On the more expensive side, South Korea’s Hyundai has launched its second EV, the Ioniq 5, and its sister company, Kia, has used the same platform to launch the EV6. Hyundai has revamped its mobility strategy and aims to launch five EV models by 2032.
In Maruti’s favour is the fact that these are still the early days for EVs in India. Tata Motors’ 72 per cent share is of a market that saw a mere 48,000 vehicles sold in the first half of this year, about 2 per cent of all passenger vehicles sold.
The prospects, though, are enticing. The ratio of electric to total passenger vehicle sales in the country is projected to rise from just 1 per cent in 2022 to 19 per cent in 2030.
“Currently, there are very few models in the market for electric cars and even the sub-Rs. 10 lakh cars have small volumes. There is very little choice for customers. We think this scenario will change in the next three years,” says Bhargava. But Maruti is not the only one that would be eyeing these prospects.
Hyundai Motor India’s managing director, Unsoo Kim, says he wants to be the number one EV player in India.

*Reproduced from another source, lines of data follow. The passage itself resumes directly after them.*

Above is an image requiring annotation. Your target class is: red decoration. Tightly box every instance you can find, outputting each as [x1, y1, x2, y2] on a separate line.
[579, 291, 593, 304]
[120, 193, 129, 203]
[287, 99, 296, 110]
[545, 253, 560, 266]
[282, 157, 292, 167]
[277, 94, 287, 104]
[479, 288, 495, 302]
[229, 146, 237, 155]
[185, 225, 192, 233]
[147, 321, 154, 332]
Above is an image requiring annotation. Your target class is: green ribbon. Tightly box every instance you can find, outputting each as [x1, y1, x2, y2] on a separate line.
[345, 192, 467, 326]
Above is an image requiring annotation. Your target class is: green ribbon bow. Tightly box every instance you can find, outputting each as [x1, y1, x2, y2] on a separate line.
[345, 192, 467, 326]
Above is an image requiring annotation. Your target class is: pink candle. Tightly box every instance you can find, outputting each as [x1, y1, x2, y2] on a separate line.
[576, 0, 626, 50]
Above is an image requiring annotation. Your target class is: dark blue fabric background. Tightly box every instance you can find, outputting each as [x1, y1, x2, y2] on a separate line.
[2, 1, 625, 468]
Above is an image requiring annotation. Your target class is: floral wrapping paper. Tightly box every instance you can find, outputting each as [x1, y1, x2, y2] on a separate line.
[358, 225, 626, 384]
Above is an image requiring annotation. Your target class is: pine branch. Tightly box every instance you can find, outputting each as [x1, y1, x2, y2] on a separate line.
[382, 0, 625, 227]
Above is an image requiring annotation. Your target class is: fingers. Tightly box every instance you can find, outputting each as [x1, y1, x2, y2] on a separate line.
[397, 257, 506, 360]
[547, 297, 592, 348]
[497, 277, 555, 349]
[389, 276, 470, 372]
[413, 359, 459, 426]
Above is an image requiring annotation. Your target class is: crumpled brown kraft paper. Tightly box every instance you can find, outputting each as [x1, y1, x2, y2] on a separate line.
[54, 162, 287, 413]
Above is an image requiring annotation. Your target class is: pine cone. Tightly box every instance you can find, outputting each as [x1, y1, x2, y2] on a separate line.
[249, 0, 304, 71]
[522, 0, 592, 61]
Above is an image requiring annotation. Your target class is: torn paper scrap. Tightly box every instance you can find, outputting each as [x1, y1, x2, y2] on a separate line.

The EV transformation in India, he says, has exceeded expectations and the conversion to electric will be faster than even in the United States.
But Kim, like everyone else, has to negotiate the odds.
S&P Global says moving fast into EV production erodes margins, as sales volumes are still low, research and development costs are high, and significant investment is needed to upgrade production platforms dedicated to EVs. That is why many Chinese EV companies are in the red, though China is a world leader in EVs.
Though the Indian government is pushing electric, Maruti hopes it will give the same tax treatment to hybrids as to EVs. For now, the company is putting together a supply chain that will help it control cost and quality. The charging infrastructure, too, needs to grow manifold.
Battery production and costs need to come under control. Batteries account for 30 to 40 per cent of the cost of electric cars.
Tata Group recently announced it would put up a battery plant. Hyundai says it might look for a joint venture with a battery company.
Suzuki Motor Corporation, Maruti’s parent, is putting up a lithium-ion battery plant on its own with an investment of Rs. 7,300 crore.
“We will have enough demand of our own to use its entire supply,” says Bhargava.
That statement is not to be taken lightly. Remember what happened to the diesel and SUV markets when Maruti, a late entrant, upended it.